Dudó, miró con ojos finos y se limpió las manos con una bayetilla roja que le colgaba del hombro.

 —Algo se podrá hacer —dijo al fin y señaló el cartón—. ¿No quiere que se lo rellene?

—Gracias. Si no le gustó la película de ahora no creo que le guste la de después.

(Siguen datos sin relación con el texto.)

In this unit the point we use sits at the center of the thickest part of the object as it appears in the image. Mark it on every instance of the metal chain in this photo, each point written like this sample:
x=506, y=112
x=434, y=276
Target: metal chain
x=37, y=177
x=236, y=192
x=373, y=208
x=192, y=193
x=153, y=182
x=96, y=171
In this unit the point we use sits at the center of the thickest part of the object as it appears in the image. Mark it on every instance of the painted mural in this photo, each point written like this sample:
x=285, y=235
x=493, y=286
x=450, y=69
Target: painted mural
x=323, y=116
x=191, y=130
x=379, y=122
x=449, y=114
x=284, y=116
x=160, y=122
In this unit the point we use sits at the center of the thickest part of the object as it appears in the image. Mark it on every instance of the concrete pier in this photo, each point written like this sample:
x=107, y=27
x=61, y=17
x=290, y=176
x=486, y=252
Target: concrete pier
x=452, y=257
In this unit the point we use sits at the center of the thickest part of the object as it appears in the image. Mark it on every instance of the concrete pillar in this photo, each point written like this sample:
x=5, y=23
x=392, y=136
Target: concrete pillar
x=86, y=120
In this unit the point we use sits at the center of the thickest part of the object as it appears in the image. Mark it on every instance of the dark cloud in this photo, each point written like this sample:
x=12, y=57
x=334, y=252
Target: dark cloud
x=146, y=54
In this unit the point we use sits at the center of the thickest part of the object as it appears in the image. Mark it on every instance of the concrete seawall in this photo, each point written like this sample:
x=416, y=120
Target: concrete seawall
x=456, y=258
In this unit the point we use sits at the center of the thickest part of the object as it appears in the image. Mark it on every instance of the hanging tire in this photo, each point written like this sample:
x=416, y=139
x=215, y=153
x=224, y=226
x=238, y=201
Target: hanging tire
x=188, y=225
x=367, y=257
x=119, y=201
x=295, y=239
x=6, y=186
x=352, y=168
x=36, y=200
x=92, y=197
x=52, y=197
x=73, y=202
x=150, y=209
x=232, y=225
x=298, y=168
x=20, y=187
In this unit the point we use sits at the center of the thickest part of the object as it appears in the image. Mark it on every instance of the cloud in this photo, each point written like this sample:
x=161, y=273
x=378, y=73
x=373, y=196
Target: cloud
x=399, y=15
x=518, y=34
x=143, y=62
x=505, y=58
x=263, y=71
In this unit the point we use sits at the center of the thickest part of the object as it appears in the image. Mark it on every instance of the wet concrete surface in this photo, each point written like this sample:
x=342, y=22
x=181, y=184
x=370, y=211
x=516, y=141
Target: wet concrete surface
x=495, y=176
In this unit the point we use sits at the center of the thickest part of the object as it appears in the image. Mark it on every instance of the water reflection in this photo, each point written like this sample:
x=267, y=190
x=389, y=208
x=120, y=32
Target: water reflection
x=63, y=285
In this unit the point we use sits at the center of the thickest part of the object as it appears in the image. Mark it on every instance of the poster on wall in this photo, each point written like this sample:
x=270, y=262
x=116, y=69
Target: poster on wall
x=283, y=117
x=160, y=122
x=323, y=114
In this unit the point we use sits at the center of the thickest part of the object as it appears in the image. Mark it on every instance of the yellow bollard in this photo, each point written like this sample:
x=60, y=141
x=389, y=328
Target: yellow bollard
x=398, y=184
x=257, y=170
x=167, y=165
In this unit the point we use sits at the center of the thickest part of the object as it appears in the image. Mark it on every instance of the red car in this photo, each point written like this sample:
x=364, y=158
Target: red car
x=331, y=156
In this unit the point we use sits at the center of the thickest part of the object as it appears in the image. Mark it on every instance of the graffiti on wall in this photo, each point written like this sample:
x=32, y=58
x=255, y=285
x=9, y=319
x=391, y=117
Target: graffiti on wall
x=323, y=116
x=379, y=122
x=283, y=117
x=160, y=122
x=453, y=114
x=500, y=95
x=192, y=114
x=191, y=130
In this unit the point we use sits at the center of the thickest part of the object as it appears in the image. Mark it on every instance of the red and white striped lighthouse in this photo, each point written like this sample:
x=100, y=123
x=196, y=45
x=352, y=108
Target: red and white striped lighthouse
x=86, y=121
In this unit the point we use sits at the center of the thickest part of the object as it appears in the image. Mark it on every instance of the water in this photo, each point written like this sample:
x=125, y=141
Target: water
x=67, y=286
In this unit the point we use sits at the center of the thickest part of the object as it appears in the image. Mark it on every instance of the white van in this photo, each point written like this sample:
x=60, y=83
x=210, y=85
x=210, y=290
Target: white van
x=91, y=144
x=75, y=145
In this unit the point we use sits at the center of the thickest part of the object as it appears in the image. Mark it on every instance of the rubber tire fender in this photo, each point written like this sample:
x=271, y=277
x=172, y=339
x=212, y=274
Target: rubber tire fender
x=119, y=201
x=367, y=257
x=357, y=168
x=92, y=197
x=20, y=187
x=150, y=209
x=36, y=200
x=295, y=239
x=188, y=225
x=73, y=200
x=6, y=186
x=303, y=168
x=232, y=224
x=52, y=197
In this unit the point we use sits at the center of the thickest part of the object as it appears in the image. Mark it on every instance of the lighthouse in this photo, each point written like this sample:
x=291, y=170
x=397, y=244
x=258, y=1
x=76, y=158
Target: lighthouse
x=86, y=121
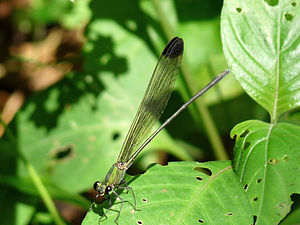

—Con esa hembra por lo menos no me quedaré dormido. La veré mañana cuando le dé manivela a esas máquinas. Yo a Brando le como arto, ese man sí sabe cómo tratar a las mujeres y ésta es de eso ¿no? Ahí en el cartel sale esa muchacha que da miedo de lo buena que está. Dígale a su amigo que lo felicito.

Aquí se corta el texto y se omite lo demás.